Download of some packages blocked by the Firewall

Some packages are blocked by ou company firewall which makes repository sync fail with a warning resulting in no packages in that repository being synced.

The sync for some of my debian repositories fails with a warning about the clamav-testfiles packages, e.g.:
(The warning is somewhat misleading - checksum error, that is because the downloaded file is like zero bytes due to a failed to downloaded)

When I try to download those files manually (browser, wget, …) that fails too and I get a message that our corporate firewall detected a ‘possible threat’. Makes sense of course. Unfortunately, there seems to be no way of excluding files from a repository sync and the warnings causes no packages being downloaded/updated at all.
I can try to get an exception from corporate security but I’m afraid it will be a (very) tough nut to crack and if it can be cracked, it will surely take a fair amount of time.

Anyone knows a way how to get around this?

Depending on exactly what you are allowed to do, I can think of several possible workarounds, all with different pitfalls and limitations:

  1. If you are forbidden from having these packages in your Foreman/Pulp instance, then you could try to create a mirror of the upstream repo, that does not include the forbidden packages, and then synchronizing that mirror. This would clearly be a lot of work for creating and maintaining the mirror somewhere outside your firewall.

  2. If the only problem is that you won’t get an exception to the firewall rule, but you can somehow get those packages on to the filesystem of your Foreman/Katello host anyway (for example using scp or similar), then you can do the following:

    Use Katello’s upload package feature to manually upload the package to any Katello repository (it does not have to be the same repo you are trying to sync to, and as a matter of best practice I recommend using separate repos for uploading and synchronizing). Once you have uploaded the Package to some repo, re-run your sync. It should now work. The reason is that Pulp uses deduplicated artifact storage, so when it tries to sync the package, it will first check if it already has a package with that checksum. Since this will be the case because you uploaded the package from the Foreman/Katello disk, it won’t try to re-download the package in question and won’t fall afoul of whatever the firewall is doing.

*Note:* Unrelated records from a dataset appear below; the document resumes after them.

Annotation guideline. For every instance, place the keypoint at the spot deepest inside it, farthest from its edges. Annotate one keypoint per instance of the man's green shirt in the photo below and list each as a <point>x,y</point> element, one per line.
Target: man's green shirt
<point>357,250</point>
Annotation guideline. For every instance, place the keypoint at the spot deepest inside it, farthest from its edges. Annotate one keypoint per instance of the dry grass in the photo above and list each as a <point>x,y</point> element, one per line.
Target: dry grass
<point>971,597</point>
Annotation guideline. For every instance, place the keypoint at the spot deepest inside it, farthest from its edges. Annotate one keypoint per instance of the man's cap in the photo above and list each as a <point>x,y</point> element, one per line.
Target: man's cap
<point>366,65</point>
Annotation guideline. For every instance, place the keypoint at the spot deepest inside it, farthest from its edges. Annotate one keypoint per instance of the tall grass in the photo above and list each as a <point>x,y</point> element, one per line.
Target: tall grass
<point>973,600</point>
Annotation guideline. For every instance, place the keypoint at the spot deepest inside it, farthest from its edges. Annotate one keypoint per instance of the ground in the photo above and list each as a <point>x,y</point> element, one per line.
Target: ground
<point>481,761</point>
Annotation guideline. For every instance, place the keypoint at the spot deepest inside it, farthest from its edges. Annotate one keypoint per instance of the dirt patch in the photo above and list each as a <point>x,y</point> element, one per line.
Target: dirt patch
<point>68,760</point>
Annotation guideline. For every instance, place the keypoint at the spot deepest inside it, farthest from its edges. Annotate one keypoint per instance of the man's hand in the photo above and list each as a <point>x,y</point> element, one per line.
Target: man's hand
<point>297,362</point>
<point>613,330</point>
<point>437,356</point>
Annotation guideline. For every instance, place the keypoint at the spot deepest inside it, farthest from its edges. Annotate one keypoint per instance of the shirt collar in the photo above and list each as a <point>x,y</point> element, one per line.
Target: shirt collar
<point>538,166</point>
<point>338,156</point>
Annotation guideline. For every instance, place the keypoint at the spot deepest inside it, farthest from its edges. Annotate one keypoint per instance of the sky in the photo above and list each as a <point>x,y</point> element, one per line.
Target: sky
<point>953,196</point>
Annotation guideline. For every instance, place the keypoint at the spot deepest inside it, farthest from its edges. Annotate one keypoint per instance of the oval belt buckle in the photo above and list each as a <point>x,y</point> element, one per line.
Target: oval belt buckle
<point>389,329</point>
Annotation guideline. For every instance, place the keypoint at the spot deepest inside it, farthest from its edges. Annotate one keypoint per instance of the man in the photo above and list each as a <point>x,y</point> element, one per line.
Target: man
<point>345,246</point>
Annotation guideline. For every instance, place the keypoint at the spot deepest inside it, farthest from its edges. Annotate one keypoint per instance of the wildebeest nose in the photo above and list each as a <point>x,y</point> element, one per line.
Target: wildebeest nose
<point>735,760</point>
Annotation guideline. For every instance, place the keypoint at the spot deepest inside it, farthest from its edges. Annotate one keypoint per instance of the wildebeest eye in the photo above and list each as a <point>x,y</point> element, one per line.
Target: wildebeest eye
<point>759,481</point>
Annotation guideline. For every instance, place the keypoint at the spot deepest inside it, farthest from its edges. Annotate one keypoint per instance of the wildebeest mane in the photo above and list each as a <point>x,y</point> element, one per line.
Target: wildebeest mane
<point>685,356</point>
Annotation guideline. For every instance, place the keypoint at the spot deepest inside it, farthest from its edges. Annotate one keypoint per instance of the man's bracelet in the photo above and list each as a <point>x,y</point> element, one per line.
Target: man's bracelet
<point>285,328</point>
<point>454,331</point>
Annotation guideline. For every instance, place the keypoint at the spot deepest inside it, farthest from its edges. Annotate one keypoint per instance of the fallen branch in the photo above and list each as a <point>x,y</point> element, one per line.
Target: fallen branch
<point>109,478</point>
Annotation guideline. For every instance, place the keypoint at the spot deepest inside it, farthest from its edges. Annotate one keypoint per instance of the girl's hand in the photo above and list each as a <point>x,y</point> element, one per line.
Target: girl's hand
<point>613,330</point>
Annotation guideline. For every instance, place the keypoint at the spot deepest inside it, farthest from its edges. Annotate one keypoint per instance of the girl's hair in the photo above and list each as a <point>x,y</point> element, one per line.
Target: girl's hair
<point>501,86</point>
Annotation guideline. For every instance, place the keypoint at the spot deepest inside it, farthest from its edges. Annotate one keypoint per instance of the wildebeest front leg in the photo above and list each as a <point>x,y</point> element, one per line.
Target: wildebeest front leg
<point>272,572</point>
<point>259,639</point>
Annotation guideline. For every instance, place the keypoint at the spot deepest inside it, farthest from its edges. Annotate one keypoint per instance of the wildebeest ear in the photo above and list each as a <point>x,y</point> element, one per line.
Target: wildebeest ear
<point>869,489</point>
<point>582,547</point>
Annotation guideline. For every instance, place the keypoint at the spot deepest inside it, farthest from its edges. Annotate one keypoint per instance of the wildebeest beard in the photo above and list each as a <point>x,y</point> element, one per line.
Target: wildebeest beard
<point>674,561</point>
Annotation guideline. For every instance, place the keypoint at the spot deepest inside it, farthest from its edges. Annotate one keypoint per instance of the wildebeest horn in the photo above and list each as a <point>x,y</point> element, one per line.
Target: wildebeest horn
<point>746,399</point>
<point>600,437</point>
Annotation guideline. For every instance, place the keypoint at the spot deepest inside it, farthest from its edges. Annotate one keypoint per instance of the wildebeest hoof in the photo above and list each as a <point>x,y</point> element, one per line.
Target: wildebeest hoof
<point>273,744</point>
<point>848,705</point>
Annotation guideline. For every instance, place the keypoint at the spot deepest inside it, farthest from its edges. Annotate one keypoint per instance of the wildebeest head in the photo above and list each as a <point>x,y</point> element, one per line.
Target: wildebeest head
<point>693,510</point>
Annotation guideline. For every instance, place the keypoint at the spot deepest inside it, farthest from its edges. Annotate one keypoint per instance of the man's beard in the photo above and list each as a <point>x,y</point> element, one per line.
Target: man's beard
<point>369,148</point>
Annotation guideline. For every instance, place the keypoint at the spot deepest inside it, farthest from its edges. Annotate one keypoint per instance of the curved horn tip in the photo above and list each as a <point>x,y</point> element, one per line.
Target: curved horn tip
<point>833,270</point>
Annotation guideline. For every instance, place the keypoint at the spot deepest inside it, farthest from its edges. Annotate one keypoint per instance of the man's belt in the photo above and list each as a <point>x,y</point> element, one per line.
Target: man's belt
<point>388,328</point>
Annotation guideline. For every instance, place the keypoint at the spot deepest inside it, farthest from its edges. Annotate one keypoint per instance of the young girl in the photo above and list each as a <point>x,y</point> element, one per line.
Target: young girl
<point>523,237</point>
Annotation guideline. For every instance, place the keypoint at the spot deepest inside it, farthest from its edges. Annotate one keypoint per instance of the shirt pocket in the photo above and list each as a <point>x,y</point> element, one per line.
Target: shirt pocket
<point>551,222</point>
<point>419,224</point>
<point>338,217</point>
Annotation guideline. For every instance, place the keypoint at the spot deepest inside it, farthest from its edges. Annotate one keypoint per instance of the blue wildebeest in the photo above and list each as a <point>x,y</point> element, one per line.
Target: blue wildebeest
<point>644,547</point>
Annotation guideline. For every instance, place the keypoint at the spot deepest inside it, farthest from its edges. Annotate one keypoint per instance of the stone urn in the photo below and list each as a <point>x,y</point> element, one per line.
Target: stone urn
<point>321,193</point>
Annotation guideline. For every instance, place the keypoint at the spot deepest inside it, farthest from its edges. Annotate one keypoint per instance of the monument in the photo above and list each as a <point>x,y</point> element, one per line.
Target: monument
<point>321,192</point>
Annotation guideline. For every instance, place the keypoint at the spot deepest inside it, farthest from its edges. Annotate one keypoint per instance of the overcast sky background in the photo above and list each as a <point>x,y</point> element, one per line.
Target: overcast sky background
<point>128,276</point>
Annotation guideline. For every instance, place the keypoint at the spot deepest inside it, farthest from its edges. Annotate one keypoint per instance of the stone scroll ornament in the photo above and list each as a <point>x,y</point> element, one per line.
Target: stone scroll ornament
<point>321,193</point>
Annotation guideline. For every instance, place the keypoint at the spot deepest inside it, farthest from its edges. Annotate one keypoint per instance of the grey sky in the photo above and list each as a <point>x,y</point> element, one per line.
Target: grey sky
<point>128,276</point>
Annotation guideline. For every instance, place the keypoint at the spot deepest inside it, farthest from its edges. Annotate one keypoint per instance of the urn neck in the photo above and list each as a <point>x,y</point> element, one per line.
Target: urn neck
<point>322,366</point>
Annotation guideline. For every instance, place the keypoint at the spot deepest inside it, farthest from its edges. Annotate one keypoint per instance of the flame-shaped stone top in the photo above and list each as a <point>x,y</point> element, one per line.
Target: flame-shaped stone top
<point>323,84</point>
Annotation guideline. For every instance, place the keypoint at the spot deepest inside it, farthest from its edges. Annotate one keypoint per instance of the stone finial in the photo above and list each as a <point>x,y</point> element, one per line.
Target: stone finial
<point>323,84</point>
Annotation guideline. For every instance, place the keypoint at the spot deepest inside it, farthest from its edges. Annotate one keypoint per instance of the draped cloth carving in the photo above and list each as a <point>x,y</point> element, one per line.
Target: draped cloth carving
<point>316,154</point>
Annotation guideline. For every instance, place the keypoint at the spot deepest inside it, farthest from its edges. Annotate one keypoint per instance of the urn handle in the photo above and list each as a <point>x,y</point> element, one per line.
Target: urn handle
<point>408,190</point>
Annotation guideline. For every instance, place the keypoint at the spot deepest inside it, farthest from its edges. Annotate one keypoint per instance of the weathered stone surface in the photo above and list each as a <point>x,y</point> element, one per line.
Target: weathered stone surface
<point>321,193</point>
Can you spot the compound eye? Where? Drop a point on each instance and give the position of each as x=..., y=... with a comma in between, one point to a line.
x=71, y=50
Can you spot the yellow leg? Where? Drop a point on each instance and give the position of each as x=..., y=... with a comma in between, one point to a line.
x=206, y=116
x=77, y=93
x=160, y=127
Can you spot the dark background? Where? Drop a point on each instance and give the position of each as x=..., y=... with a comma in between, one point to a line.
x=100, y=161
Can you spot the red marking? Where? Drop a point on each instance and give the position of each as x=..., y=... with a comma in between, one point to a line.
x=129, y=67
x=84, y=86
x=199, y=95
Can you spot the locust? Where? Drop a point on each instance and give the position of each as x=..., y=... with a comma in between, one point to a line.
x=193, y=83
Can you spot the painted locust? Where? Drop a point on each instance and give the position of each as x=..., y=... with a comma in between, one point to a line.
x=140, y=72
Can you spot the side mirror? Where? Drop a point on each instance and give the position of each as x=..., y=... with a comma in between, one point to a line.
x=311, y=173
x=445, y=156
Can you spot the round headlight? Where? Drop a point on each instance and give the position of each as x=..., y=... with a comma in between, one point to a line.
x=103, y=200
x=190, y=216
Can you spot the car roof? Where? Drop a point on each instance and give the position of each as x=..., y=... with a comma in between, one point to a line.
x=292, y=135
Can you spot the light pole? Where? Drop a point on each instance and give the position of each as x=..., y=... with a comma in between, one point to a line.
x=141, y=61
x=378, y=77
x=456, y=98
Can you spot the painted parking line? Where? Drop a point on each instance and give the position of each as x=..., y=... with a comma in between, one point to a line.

  3. Another possible workaround is not to use download policy immediate for the sync in question (though this might be a bad idea for other reasons, for example if the upstream repo you are syncing does not retain its packages). In that case the sync should be successful since it won’t immediately download any packages. Packages will only be downloaded at the time when a client host actually asks for it. So as long as you do not try to install the forbidden packages anywhere you should be able to avoid the error.

  4. Get the firewall exception you need. Self explanatory.

Option 2 is a pretty smart way to solve this - many thanks. Just tried it, now it’s just a matter of finding out which other packages are blocked by the firewall. Sync bombs out on the very first one and I already found one successor, but now at least I know how to get around.